The patient shown has a very large left sided spontaneous pneumothorax. You can place any type of drain that you have available including a pigtail or small bore chest tube.
The recommended site for chest tubes and many percutaneous drains is the 4th-5th intercostal space at the anterior axillary line. This location is safer and success rates are higher. If, however, you have the Thora-Vent device, it is designed to go in the 2nd-3rd intercostal space in the midclavicular line. The concern at this site is that you’re in the neighborhood of the heart and great vessels. The metal trocar is long and sharp, and there may be increased risk for injury compared to other sites.
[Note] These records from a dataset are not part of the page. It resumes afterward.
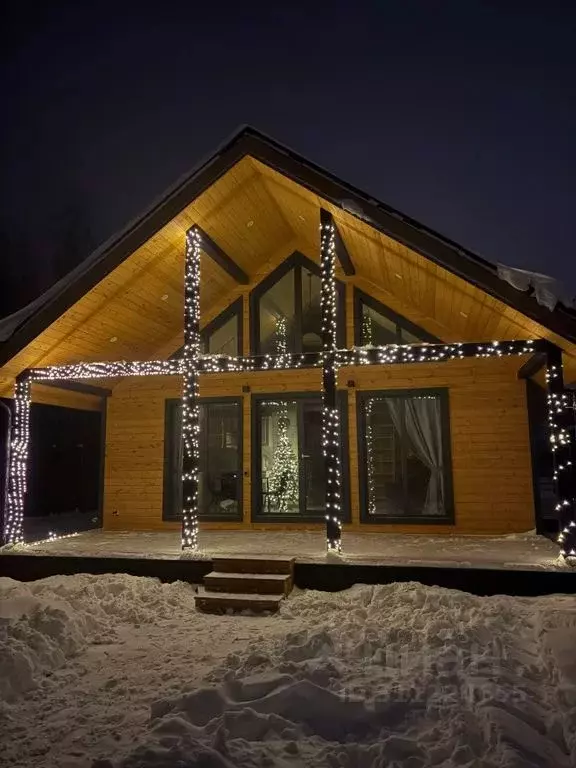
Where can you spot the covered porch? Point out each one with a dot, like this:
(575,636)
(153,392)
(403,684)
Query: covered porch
(511,552)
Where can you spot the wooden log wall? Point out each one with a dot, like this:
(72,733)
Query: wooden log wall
(492,474)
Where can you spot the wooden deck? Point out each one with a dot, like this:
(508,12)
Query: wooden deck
(517,565)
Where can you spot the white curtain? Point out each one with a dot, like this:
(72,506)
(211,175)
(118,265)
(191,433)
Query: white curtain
(424,428)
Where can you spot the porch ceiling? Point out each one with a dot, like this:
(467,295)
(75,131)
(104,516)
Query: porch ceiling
(258,217)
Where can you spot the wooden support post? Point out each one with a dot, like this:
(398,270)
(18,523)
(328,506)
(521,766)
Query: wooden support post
(330,414)
(190,408)
(561,423)
(17,466)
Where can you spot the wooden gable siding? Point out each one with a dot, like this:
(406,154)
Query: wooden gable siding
(258,216)
(492,475)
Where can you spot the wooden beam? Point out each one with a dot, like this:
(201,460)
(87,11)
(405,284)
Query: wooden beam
(75,386)
(531,367)
(220,257)
(342,252)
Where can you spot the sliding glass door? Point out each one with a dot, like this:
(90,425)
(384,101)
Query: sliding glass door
(289,473)
(404,455)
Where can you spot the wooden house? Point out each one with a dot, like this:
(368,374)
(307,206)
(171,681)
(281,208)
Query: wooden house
(303,372)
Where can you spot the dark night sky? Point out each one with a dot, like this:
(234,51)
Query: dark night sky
(462,114)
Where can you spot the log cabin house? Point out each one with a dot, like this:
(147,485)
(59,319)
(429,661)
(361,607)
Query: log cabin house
(288,398)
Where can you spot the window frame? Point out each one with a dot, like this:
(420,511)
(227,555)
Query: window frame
(256,449)
(172,488)
(443,394)
(361,298)
(298,262)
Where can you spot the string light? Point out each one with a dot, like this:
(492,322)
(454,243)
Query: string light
(560,419)
(370,458)
(190,408)
(192,364)
(18,463)
(330,414)
(284,474)
(51,537)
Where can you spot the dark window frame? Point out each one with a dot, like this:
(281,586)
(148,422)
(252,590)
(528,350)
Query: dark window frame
(255,442)
(298,262)
(443,394)
(361,298)
(172,488)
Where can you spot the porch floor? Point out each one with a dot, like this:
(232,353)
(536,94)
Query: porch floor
(516,551)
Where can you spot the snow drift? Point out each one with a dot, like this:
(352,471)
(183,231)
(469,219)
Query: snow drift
(395,675)
(45,623)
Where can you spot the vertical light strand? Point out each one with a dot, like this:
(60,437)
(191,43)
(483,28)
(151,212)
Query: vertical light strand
(371,489)
(190,408)
(17,469)
(560,421)
(330,414)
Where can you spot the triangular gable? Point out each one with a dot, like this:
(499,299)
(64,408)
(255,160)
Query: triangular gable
(366,225)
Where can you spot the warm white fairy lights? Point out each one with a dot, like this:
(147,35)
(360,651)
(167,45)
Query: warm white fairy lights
(284,473)
(51,537)
(193,364)
(190,407)
(560,421)
(330,414)
(18,463)
(371,490)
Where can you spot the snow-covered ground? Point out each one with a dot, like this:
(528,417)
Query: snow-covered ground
(522,550)
(116,670)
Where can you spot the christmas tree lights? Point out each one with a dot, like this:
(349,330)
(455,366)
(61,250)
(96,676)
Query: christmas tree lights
(285,478)
(190,407)
(284,474)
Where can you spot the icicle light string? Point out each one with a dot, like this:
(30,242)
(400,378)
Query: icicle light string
(390,353)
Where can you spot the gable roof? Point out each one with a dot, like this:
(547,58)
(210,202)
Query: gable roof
(22,327)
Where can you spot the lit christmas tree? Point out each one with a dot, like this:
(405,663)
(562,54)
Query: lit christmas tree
(284,474)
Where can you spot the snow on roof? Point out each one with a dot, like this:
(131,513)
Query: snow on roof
(547,291)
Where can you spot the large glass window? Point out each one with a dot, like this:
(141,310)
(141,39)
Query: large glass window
(220,470)
(377,325)
(405,456)
(290,474)
(285,309)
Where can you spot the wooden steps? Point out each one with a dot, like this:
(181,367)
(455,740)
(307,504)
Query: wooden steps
(257,584)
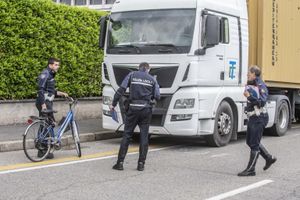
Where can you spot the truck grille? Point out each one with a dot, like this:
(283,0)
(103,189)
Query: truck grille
(164,75)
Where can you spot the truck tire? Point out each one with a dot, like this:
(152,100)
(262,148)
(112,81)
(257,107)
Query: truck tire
(283,119)
(224,126)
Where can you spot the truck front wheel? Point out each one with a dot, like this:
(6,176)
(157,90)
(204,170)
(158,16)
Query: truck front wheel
(224,126)
(283,119)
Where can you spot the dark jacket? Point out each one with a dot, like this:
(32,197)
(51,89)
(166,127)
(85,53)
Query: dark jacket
(46,85)
(143,88)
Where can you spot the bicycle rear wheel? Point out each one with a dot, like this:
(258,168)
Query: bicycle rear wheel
(37,141)
(75,135)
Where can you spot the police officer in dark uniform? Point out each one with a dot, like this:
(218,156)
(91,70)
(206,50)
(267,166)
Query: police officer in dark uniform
(143,88)
(46,92)
(258,119)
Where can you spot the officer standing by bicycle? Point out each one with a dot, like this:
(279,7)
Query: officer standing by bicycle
(258,119)
(46,91)
(143,88)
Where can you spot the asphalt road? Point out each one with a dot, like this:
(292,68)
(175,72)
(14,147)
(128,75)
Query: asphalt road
(176,168)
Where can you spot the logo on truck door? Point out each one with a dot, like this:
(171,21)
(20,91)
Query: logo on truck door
(232,69)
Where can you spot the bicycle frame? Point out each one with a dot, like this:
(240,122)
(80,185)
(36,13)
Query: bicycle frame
(56,137)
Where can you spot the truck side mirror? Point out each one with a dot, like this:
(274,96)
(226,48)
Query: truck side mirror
(211,31)
(102,34)
(210,36)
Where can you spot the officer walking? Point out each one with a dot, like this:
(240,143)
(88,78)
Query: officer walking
(143,88)
(258,119)
(46,92)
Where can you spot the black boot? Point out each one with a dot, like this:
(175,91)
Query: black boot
(250,170)
(118,166)
(268,157)
(141,166)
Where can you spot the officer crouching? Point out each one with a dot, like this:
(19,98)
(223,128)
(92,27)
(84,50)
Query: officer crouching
(256,93)
(143,88)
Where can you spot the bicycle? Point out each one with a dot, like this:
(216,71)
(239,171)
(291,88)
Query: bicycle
(40,134)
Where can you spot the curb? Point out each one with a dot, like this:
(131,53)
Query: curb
(17,145)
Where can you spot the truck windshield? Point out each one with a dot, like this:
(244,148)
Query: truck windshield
(151,32)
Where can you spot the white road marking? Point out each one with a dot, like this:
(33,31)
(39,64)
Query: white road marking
(219,155)
(295,127)
(241,190)
(77,161)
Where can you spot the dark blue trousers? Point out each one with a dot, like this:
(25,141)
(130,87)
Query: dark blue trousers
(134,117)
(255,129)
This video demonstrates the use of this device at the 2nd-3rd intercostal space, but could alternatively be placed in the 4th to 5th intercostal space in the anterior axillary line.
The kit contains the Thora-Vent device, a metal trocar, 11 blade scalpel, needles, syringes, and the aspiration cannula. The device has a red diaphragm with a white circle in the middle. Once you enter the chest cavity this will oscillate with respirations. Inside the chamber there is a built-in Heimlich valve.
Prep the skin. Inject your local wheal of anesthetic and into the tract where you will place the catheter. Always aspirate before you inject.
Advance the trocar through the Thora-Vent device and into the silicone catheter. Make a stab incision. And with the center adhesive strip removed from the Thora-Vent, advance the device just over the superior aspect of the 3rd rib to avoid the neurovascular bundle. It does take some force to push this into the thoracic cavity so you want to push from the trocar while bracing it with counter traction so you don’t plunge it into the lung.
As you’re doing this you need to watch the red diaphragm with the white circle. That is going to oscillate when you enter the thoracic cavity. Once in the pleural space, brace the trocar, holding it still while advancing the silicone catheter over the top until you hub it. Once it is flush with the skin you can remove the metal trocar. Remove the drape and attach the adhesive to the patient. No sutures needed.
You can just use the built-in Heimlich valve but we are going to attach the aspiration cannula to remove some of the air more promptly. Connect the 60 ml syringe and aspirate out the air. There’s a one way valve as you aspirate you can push it right back out, which makes a high-pitched sound.
Once no more air is easily aspirated the procedure is complete. Repeat the x-ray, and management after that is the same as with pigtail drains.